Granger was born in Melbourne in 1969 but moved to Sydney to go to art school. He dropped out to open his first cafe, Bill’s, a cafe in Darlinghurst, in 1993. There was an artist’s quality to the space, which was light and airy, with white walls and a large communal table in the centre. The menu, too, revealed a knack for visuals, full of colourful and inviting dishes, most of them meat-free, like the cloud-light ricotta pancakes, served with banana and honeycomb butter, or the avocado toast.
While Granger can’t claim to have been the first to put an avocado on toast, he was the handmaiden of its global boom. Healthy and vegetarian yet indulgently fatty, with good coffee, avocado was the right dish at the right time for anyone who wanted to feel like they were having a treat that justified the excursion. In keeping with the casual aesthetic, this avocado was not sliced or mashed, but “smashed”: sort of half-mashed, which is much more exciting.
Consumers couldn’t get enough of it. Granger moved into cookbooks and broadcasting and expanded within Australia and then internationally, first to Japan. In 2011 he opened his first restaurant in London, Granger & Co. Britain took to him with relish: here was a new kind of breakfast, often without a fried item in sight. For the Lululemon-clad “yummy mummies” of Notting Hill, it was as if a temple had opened for a religion they did not yet know they belonged to: they could go to yoga and then hit Granger’s gaff for a breakfast that felt celebratory but low on calories. A BBC series followed, more books, more restaurants. His wife Natalie Elliott, with whom he had three daughters, ran the business side of things, leaving Granger free to focus on what he did best. He had the grace not to mind when he was mistaken for that other sunny antipodean export, Jason Donovan, which happened increasingly often.

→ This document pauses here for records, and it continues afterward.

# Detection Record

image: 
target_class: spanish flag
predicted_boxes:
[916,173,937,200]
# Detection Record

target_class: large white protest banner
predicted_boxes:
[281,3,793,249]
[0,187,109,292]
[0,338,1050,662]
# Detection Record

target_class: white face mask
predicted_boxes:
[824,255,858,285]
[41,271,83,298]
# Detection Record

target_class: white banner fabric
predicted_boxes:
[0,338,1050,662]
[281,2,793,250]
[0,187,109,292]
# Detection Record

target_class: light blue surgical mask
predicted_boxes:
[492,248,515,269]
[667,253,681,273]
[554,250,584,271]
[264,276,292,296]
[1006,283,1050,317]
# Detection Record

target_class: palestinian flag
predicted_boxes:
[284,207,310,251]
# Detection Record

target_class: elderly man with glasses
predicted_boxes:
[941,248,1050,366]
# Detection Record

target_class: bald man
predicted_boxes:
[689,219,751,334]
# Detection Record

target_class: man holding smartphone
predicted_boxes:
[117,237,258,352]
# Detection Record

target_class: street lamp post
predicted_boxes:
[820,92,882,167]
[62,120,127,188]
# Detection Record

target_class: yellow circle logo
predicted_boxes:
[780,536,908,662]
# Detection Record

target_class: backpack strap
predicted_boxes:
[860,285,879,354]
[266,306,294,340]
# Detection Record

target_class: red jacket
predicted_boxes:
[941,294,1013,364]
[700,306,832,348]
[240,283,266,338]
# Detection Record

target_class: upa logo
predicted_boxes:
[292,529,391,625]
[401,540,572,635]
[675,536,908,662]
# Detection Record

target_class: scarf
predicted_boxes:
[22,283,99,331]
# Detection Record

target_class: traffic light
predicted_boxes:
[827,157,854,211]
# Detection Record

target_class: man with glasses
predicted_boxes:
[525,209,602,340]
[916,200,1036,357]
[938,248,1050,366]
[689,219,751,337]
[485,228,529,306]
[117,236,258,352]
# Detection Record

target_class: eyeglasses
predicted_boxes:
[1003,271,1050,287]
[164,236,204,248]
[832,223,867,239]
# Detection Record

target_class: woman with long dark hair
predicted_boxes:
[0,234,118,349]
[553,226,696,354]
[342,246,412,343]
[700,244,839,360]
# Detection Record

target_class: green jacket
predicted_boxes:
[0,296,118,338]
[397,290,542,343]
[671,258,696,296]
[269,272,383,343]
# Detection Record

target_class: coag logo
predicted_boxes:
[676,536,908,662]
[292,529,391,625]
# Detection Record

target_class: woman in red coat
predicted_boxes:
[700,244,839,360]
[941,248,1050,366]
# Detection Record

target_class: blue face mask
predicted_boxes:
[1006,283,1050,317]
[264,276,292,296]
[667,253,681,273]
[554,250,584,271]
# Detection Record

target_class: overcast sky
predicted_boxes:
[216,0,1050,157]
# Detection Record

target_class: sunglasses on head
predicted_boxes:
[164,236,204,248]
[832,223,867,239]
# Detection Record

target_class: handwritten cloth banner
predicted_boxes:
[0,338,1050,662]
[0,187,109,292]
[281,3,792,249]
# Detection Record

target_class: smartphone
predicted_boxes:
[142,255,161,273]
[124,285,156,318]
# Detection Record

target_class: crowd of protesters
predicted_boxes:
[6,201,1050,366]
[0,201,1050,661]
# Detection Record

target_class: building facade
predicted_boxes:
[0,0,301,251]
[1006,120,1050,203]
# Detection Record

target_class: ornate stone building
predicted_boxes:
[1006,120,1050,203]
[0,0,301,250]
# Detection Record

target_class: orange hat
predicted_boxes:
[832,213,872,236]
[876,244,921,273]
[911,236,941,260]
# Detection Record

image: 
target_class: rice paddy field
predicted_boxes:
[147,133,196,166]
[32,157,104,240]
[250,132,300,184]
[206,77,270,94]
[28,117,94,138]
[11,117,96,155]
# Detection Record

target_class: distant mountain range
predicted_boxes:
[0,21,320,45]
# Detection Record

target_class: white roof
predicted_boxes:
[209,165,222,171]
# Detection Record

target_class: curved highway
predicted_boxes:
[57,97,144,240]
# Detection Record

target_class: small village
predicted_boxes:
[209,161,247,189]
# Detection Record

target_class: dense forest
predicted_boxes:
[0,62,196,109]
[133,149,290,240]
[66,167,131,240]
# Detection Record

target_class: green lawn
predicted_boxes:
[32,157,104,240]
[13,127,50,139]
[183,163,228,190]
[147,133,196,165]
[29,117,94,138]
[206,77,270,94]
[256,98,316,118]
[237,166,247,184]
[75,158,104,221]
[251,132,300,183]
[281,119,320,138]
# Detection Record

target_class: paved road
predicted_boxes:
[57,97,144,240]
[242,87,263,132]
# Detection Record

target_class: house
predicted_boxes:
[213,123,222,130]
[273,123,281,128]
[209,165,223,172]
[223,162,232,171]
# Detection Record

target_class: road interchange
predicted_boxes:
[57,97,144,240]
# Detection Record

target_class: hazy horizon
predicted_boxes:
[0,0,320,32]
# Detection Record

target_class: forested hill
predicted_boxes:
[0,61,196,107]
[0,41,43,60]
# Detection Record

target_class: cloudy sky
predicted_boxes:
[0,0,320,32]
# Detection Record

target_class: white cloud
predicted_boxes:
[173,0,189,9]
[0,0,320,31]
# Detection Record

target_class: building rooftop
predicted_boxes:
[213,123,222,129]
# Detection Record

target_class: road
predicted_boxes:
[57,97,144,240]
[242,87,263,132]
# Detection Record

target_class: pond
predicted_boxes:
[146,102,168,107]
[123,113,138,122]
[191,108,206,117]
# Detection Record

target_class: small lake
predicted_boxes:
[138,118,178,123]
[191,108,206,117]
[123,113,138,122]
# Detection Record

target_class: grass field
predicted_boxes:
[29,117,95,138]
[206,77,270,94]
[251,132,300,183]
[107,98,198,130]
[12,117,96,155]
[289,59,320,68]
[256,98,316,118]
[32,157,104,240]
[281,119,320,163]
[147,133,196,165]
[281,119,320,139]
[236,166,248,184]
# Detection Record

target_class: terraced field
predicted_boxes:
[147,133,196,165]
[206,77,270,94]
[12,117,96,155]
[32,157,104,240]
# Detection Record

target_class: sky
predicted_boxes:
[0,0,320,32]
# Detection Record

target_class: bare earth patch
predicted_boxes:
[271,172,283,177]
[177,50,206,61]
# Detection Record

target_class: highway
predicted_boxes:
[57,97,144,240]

Bill Granger’s Christmas brunch photographed for The Telegraph in 2018 – Andrew Crowley
As Granger’s empire grew, so too did the general appetite for the dishes he had popularised, which were imitated everywhere. The lust for avocado toast reached the point where hand-wringing editorials would lament its impact on the environment. More ridiculously, by the mid-2010s avocado toast was being held up as a reason young people could no longer buy their own homes. In 2017, Tim Gurner, an Australian property entrepreneur, was widely ridiculed for an interview in which he said: “When I was trying to buy my first home, I wasn’t buying smashed avocado for $19 and four coffees at $4 each.” As millennials were quick to reply, few of them had spent £20,000 on avocado toast, but as a measure of Granger’s impact on popular culture it was clear. Forget being in every kitchen: the dish Granger helped give to the world was the reason people couldn’t own kitchens in the first place.

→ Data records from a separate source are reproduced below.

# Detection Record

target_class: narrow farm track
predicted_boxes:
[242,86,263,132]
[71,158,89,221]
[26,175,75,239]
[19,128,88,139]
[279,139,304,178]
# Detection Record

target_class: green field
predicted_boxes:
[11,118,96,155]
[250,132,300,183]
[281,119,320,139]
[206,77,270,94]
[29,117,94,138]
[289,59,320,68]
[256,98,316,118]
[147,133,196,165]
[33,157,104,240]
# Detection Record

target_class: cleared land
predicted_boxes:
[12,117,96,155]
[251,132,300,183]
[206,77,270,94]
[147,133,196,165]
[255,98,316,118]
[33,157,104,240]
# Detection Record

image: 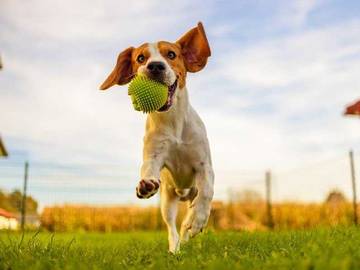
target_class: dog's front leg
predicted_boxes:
[180,165,214,242]
[136,144,164,199]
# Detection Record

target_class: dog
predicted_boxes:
[100,22,214,253]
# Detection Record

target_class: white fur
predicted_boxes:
[136,44,214,253]
[138,43,176,86]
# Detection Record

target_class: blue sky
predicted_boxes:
[0,0,360,208]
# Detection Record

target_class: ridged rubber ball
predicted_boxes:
[129,75,168,113]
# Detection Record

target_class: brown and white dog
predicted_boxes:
[100,23,214,252]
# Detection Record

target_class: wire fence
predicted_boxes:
[0,152,360,230]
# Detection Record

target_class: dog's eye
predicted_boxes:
[136,54,145,63]
[168,51,176,60]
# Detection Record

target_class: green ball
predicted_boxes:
[128,75,168,113]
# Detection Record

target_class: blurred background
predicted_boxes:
[0,0,360,231]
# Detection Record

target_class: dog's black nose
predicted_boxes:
[147,61,165,73]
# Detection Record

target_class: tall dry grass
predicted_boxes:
[41,201,360,232]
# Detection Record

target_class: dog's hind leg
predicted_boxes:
[160,183,180,253]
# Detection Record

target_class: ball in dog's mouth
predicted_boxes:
[158,80,177,112]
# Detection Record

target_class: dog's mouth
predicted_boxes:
[158,80,177,112]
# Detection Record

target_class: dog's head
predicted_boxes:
[100,23,211,112]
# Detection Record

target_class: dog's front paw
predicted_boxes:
[136,179,160,199]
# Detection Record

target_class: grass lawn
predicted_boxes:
[0,227,360,270]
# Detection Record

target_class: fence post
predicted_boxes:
[265,171,274,229]
[349,150,358,225]
[21,161,29,231]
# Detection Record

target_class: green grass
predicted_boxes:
[0,227,360,270]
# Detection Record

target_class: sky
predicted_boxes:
[0,0,360,206]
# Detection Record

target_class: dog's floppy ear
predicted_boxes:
[176,22,211,72]
[100,47,134,90]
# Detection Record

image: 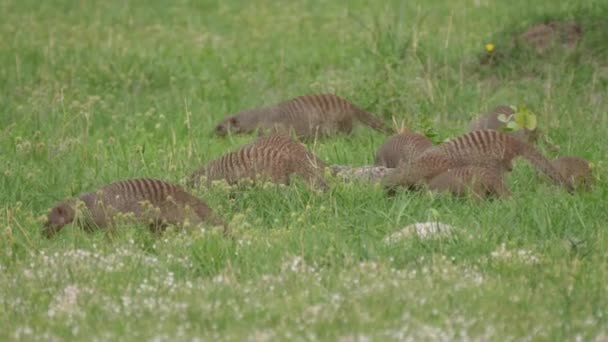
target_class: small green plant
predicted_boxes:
[498,105,537,132]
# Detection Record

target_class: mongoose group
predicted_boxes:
[43,94,593,237]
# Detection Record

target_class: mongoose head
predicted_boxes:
[42,202,75,238]
[215,116,241,137]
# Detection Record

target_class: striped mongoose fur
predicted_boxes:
[43,178,229,237]
[215,94,391,138]
[384,130,573,191]
[428,166,511,199]
[188,134,327,190]
[374,130,433,168]
[551,156,595,190]
[330,165,391,182]
[469,105,538,143]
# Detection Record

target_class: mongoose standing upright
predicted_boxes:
[375,129,433,168]
[189,134,327,190]
[469,105,538,143]
[428,166,511,199]
[551,156,595,190]
[43,178,229,237]
[383,130,573,191]
[215,94,391,139]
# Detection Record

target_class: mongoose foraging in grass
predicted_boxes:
[428,166,511,199]
[469,105,538,143]
[43,178,229,237]
[215,94,391,138]
[189,134,327,190]
[330,165,391,183]
[551,156,594,190]
[374,129,433,168]
[383,129,573,191]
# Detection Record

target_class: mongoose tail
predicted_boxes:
[353,106,396,134]
[521,143,574,192]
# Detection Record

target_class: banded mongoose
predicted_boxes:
[469,105,538,143]
[428,166,511,199]
[43,178,229,237]
[188,134,327,190]
[383,129,573,191]
[330,165,391,182]
[551,156,595,190]
[374,129,433,168]
[215,94,391,138]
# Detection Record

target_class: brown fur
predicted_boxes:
[375,132,433,168]
[330,165,391,182]
[428,166,511,199]
[43,178,229,237]
[384,130,573,190]
[189,134,327,190]
[551,156,595,190]
[469,105,538,143]
[215,94,391,138]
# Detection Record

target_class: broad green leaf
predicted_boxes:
[497,114,511,123]
[507,121,521,131]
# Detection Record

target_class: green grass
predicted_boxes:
[0,0,608,341]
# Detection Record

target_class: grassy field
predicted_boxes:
[0,0,608,341]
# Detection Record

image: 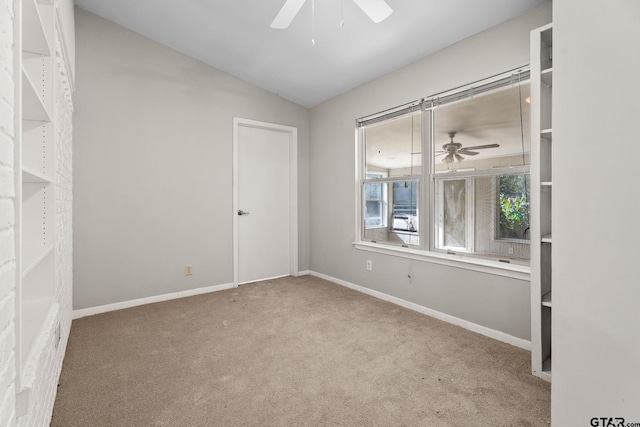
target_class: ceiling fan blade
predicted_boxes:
[463,144,500,150]
[353,0,393,24]
[271,0,307,30]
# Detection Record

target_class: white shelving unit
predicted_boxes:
[16,0,57,396]
[531,24,553,381]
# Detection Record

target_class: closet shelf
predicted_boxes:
[22,0,51,58]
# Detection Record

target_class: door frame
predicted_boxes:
[232,117,298,288]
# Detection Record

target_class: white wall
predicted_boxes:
[74,8,309,309]
[0,0,16,426]
[551,0,640,426]
[311,3,551,340]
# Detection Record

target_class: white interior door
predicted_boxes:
[234,119,297,285]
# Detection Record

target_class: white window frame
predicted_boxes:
[434,175,475,253]
[362,172,390,230]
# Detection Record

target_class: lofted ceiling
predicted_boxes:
[75,0,546,107]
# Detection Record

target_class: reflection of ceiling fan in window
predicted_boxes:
[271,0,393,29]
[435,132,500,164]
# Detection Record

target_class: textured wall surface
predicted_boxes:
[0,0,16,426]
[18,40,73,427]
[73,8,310,310]
[0,0,73,427]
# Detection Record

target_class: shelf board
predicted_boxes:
[22,245,53,279]
[22,68,51,122]
[540,68,553,86]
[22,166,52,184]
[22,0,51,57]
[542,291,551,308]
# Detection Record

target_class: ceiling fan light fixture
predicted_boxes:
[353,0,393,24]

The food world has paid tribute to Granger since news of his death broke on Tuesday. On Instagram, Nigella Lawson said she was “heartbroken,” adding that Granger “was the loveliest man, and the joy he gave us – whether through his food, his books, the spaces he made for us, or in person – came from the kindness and generosity and sheer, shining exuberance of his very self… it’s too cruel.”

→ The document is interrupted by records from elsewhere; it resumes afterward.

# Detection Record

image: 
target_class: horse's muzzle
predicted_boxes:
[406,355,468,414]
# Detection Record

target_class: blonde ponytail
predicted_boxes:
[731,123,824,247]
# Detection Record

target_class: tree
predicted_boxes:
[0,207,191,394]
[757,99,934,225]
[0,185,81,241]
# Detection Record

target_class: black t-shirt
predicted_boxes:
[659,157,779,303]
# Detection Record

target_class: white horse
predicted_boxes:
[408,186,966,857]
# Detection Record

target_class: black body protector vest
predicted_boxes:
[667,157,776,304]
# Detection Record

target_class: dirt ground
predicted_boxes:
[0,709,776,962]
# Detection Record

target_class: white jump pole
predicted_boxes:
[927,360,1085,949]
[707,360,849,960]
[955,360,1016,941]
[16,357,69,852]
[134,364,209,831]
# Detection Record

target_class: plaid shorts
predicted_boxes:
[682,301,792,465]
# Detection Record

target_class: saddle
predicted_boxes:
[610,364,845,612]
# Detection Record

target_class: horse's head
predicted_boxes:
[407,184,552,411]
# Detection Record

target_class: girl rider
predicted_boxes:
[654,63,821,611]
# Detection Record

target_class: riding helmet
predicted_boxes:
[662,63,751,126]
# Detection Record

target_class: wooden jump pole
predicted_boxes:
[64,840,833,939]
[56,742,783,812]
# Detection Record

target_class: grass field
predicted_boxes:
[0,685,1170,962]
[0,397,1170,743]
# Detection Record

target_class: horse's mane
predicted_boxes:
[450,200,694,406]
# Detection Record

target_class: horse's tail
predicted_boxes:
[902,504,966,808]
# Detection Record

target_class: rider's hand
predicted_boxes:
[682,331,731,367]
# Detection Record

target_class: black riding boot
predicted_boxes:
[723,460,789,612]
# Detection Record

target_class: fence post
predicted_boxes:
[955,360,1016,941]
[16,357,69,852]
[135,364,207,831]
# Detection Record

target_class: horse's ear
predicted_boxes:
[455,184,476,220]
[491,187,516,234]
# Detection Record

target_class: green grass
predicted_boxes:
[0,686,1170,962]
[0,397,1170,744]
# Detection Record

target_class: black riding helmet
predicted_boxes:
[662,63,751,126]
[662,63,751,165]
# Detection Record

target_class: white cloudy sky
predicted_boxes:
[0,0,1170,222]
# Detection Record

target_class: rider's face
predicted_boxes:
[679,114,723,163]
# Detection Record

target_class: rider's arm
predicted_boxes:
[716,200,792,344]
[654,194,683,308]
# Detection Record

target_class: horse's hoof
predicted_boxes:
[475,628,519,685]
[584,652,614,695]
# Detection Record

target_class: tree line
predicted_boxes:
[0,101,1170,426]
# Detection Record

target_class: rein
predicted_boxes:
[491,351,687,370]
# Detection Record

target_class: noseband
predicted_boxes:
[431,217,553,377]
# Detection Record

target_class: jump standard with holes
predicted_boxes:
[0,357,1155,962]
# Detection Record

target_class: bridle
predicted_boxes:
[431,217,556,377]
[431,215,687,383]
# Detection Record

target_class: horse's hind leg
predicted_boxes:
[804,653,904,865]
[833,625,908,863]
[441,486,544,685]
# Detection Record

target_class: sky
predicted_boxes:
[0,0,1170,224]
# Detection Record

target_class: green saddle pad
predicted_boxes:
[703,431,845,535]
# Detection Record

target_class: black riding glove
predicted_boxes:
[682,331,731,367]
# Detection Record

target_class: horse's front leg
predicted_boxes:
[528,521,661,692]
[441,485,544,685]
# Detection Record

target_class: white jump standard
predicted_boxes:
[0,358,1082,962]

Jamie Oliver posted, too. “I loved Bill Granger so much, he was such a wonderful man, warm, charming, and had an extraordinary ease and style of cooking that could only come from Australia,” he said. Granger’s home country recognised his contribution: earlier this year he was honoured with the Medal of the Order of Australia (OAM). As the novelist Kathy Lette, a friend, told the Telegraph: “Bill was as bright and brilliant as a Bondi ray of sunshine.” The vision of Australia he exported with his food was like the man himself – generous and optimistic and forward-thinking. As I attempt to haul myself out of the festive slump I will be smashing an avocado for Granger, who always looked on the bright side of breakfast.